若松:家業は、どのタイミングで承継するかが非常にわかりづらいですね。親は「まだこいつわかってない」と思っているし、継ぐ側は「仕事はできているし、もっと現状を変えたい」と思っている。私は、次の世代が30~40代のうちに事業承継するほうが、現役感があって良いと思います。
藤田:親の世代は、和菓子は値段を上げたら売れないと思い込んでいたんです。でも「うちの商品は良いものだから、自信をもってこの価格にしよう」とやってみたらちゃんと売れて、しかも次に良い商品を作る余裕も作れる。私には直接言わないけれど、父が「なんかインターネットでやってるみたいなんだよ」とうれしそうに周囲に話をしていることを回りまわって耳にしました。
高橋:今まで卸一辺倒だったのを、直売やネット販売も視野に入れて売るチャンネルを増やしていきます。うちの父親が何も言わないってことが、今のやりかたを認めてくれていることになると思っています。アイデアソンで「親の世代のビジネスモデルは、事業承継するころには賞味期限切れになっている」という話を聞いて、全くその通りだなと思いました。しかるべきタイミングで経営者となったほうが、やりがいもあるし、楽しく家業に取り組めると思います。
若松:これからどんな事業展開を考えていますか?
藤田:茨城県は干し芋の生産が日本一なので、それを使ったお菓子を考えています。去年、県がパリの隣の都市、エソンヌ県と姉妹提携都市になったので、フランス製のコニャックを使って日仏の懸け橋となるような和菓子を作りたいんです。フランス大使館の人に食べてもらおうとか、県の公式のお土産としてフランスに持っていってもらおうというアイデアも出てきました。世界に目を向けることになるとは思ってもいなかった。こんな楽しいことを考えてもいいんだ、道は広がるよとみんなからアドバイスをいただいたおかげです。
高橋:私も海外で豆腐屋をやりたいというイタリア人と知り合って、今、毎週末うちで豆腐作りを教えています。以前だったら、こういうことに関わろうとは絶対に思わなかった。でもアイデアソンに参加して「いろいろできるな!」と、柔軟な考え方ができるようになったおかげで楽しいです。カフェも始めたくて、そこにはインターンを活用していけたらと思っています。うちなんかでも、インターンを呼ぶことができるなんて思ってもみなかったですから、この発想もアイデアソンに参加したから生まれたんです。

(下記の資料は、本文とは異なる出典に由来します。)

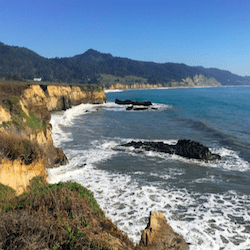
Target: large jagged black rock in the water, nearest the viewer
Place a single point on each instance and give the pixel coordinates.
(185, 148)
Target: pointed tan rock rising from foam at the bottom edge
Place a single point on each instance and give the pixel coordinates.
(158, 235)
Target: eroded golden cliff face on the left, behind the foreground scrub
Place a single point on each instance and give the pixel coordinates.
(26, 145)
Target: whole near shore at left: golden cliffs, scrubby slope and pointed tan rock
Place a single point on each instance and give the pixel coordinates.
(37, 215)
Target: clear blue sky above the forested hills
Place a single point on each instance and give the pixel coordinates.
(209, 33)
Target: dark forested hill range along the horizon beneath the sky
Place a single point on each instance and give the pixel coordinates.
(100, 68)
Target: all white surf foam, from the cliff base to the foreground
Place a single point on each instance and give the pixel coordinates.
(207, 221)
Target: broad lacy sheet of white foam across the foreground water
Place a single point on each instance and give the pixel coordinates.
(197, 217)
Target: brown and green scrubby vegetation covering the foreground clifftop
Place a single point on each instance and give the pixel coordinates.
(55, 216)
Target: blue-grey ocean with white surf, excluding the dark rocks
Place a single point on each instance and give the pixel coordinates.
(208, 203)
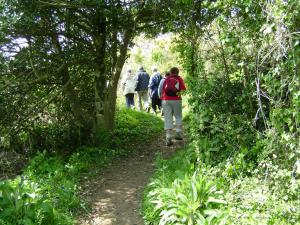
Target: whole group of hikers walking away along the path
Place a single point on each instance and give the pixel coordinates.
(163, 92)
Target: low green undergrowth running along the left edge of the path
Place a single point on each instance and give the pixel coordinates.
(47, 191)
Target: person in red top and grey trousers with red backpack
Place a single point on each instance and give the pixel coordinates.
(170, 93)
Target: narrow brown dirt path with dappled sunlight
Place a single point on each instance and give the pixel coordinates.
(116, 193)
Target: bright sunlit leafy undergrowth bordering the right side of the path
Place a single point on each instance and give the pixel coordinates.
(187, 190)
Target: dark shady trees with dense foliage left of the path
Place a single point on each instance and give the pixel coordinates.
(56, 59)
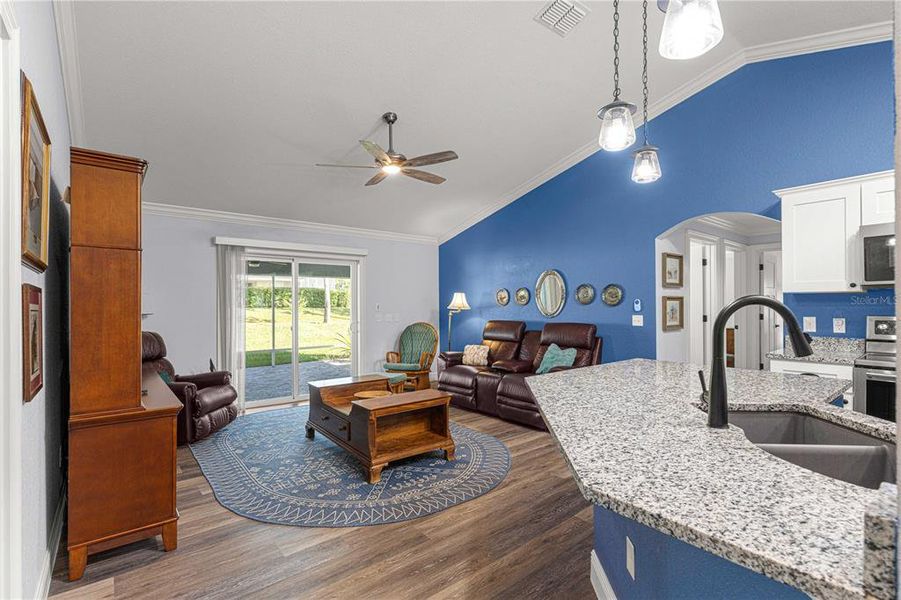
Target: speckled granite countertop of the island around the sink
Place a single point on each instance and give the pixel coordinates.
(638, 444)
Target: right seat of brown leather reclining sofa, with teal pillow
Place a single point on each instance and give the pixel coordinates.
(514, 399)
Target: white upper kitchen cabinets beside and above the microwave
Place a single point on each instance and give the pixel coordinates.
(820, 226)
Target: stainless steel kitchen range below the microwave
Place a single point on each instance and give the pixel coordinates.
(874, 372)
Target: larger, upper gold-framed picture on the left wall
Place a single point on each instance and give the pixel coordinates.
(35, 181)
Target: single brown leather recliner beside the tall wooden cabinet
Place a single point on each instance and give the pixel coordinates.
(208, 398)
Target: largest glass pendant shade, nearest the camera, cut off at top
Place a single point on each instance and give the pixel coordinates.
(691, 28)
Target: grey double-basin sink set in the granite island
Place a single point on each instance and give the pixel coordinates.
(820, 446)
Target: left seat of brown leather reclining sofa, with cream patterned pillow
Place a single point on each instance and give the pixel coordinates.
(460, 381)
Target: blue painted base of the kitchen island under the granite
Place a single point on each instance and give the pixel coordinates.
(667, 568)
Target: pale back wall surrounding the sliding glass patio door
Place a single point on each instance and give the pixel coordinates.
(179, 284)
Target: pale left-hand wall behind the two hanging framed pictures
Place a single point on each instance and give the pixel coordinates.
(43, 422)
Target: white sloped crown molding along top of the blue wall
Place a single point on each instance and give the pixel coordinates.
(834, 40)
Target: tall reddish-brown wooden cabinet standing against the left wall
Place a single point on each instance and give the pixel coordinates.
(122, 419)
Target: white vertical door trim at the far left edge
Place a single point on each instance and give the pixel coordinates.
(10, 309)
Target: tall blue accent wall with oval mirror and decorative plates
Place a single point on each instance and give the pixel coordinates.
(769, 125)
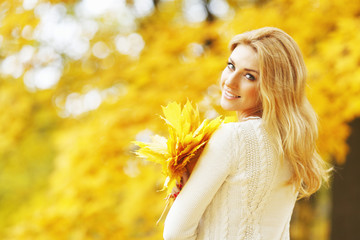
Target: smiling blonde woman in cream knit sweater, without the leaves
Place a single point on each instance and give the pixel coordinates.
(246, 182)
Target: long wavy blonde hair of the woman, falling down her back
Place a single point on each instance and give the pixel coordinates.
(286, 111)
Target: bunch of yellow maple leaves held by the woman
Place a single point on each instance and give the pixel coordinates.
(187, 138)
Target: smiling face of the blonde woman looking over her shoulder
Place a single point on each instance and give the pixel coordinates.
(240, 82)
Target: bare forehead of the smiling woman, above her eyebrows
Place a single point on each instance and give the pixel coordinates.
(245, 57)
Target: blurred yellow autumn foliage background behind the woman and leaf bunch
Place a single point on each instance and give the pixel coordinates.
(81, 79)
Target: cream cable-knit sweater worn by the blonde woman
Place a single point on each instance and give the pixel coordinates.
(237, 191)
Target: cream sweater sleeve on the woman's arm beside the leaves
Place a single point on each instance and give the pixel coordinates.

藤田:自分の思いをかなえるために口に出して「やります」っていうと、より実現性が高まりますよね。去年から「フランスに行きたい」っていろんなところで言っていたら、県の職員の方とつながって「フランスのジャパンエキスポで、練り切りあんの生菓子を作る体験講師をやってみたい」と話したら、前向きに検討してくれています。やりたいことって言ったもん勝ちだから、ますます楽しくなる。若い世代には、やりたいことをどんどん宣言しながら、行動に移してほしいですね。
高橋:今、水戸農業高校の生徒が無農薬で作っている大豆を使って豆腐を作ろうと考えています。これも豆腐作りの講師として呼ばれたのがご縁で始まったことなんです。直売所ができたら週末限定販売の目玉商品にするつもりです。
若松:将来を見据えながら、地元の良いものを生かし、どう海外にも売っていくかの話をお二人がしていることが、とても魅力的です。扱っているものは昔ながらのものだけど、ニッチな商品だからこそ先駆者になりえる。それができるのが家業なのではないかと、話をお聞きしながら思いました。